I’d like to try heating a bath floor with in-floor poly tubing in the tile mud bed, drawing hot water off the conventional water heater. The house primary heating is with a furnace, thus, no boiler or other radiant water heat.
Anyone know of a valve/pump setup that could accomplish this? Might also need some mixing valve to add cold water to moderate the temperature. What’s a typical radiant floor water temp.?
Thanks, Jim B.
Replies
What you want is available and is called a "mixing valve" or "tempering valve". Three ports, hot, cold (inlets) and mix (outlet). "Cold" should tee to both the returning water from the radiant floor and to the HWH "cold" inlet. The pump will circulate a mixture of return water from the radiant floor and hotter water from the HWH. The excess goes back on the return side to the HWH "cold" inlet.

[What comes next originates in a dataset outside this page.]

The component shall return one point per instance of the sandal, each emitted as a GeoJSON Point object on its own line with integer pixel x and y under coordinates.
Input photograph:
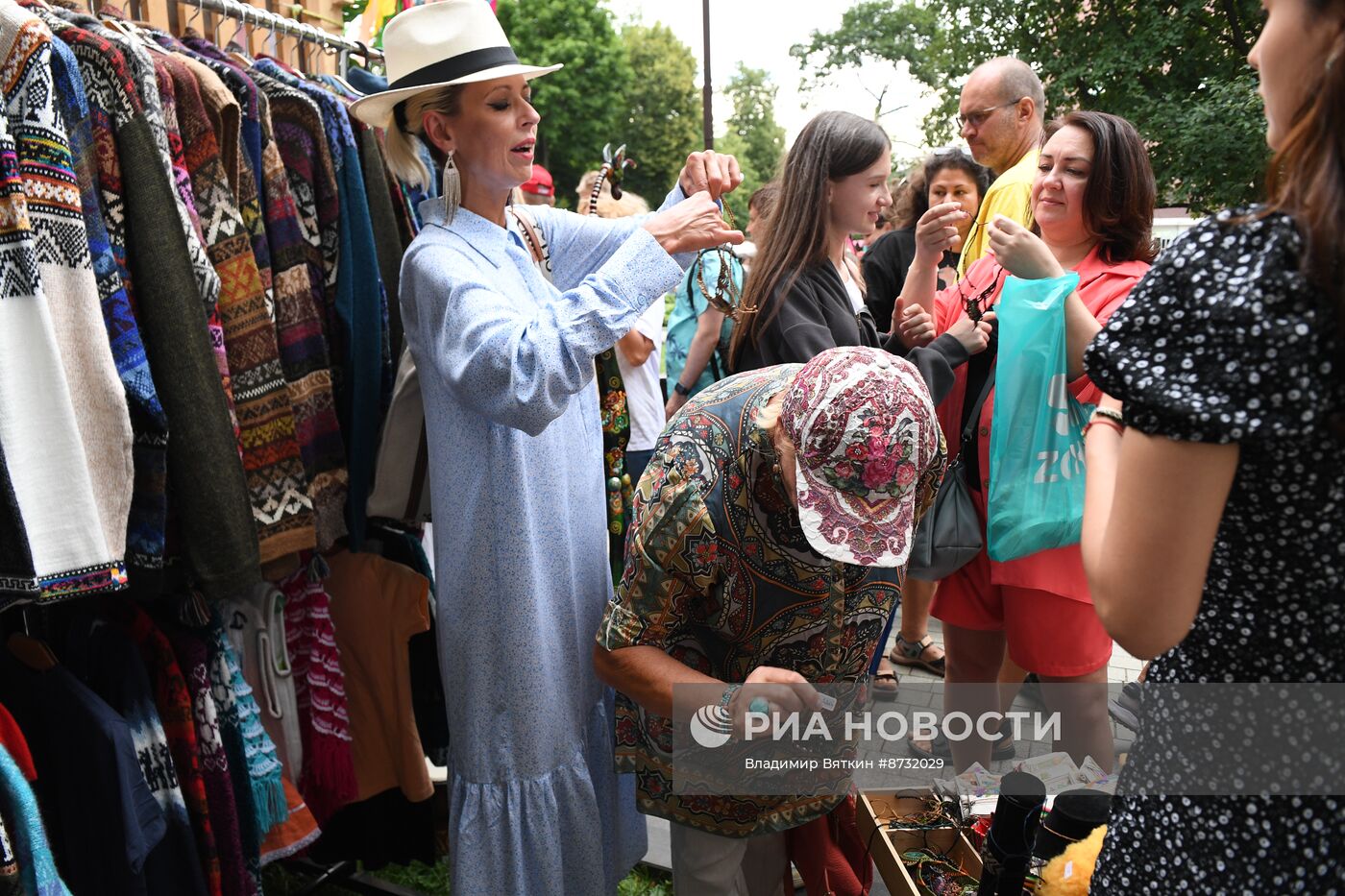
{"type": "Point", "coordinates": [942, 748]}
{"type": "Point", "coordinates": [911, 653]}
{"type": "Point", "coordinates": [881, 690]}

Watts makes a sweat version in 1/2" or 3/4" that can be had at Home Depot for about $45. But its range is 120F-160F (a bit high) and while I get inside of them modify them sometimes, not everyone knows how.
Much better is Taco Model 5000 tempering valve. About $75 at the plumbing supply. Goes down to about 80F and has unions on all three ports.
Typical outgoing RFH temps are 80F-100F. Lower in tile than under carpet or wood. A bit higher in the winter when it need to put out more heat. The Taco is marked 1 to 6 and you learn that, for instance, you want 1.5 in mild weather and 3 when it is -20F outside. Or just leave it at 2 all the time, but adjusting does give slightly better control and comfort.
David:
Thanks for the direction. The tee of the return water to the cold side of valve & the water heater is a key tip.
But further, I'm not expecting that a pump is built in to the mixing valves. And my first notion is that the pump will be placed after the valve "mix" outlet, to in effect, suck the hot & cool water into the valve. Yes?
Any tips on a pump? Seems like pretty small volume required and the typical Grundvos boiler system pump might be overkill.
And to control the pump, just an electrical switch leg in the bathroom with a timer or thermostat would do the trick.
Jim B. Salt Lake
Correct-o-mundo. The pump goes between the mix port and the radiant floor. The pump can be the smallest one out there. Like a 1/40 hp Taco for $90 give or take. A 1/12 hp Gundfos or anything larger is way overkill. Wire an SJ cord (chop up an extension cord) to the pump. Plug the boy end into the receptacle. Run romex to a receptacle through a timer or a line voltage thermostat. I'd suggest an electronic, line-voltage thermostat. So you can have it come to temperature just before you get up each morning. And set it later on the weekends.
David Thomas Overlooking Cook Inlet in Kenai, Alaska
N--I--C--E
Thanks for gettin me over my hump of never done it before.
An electric floor heat mat would just be too simple, though they work good.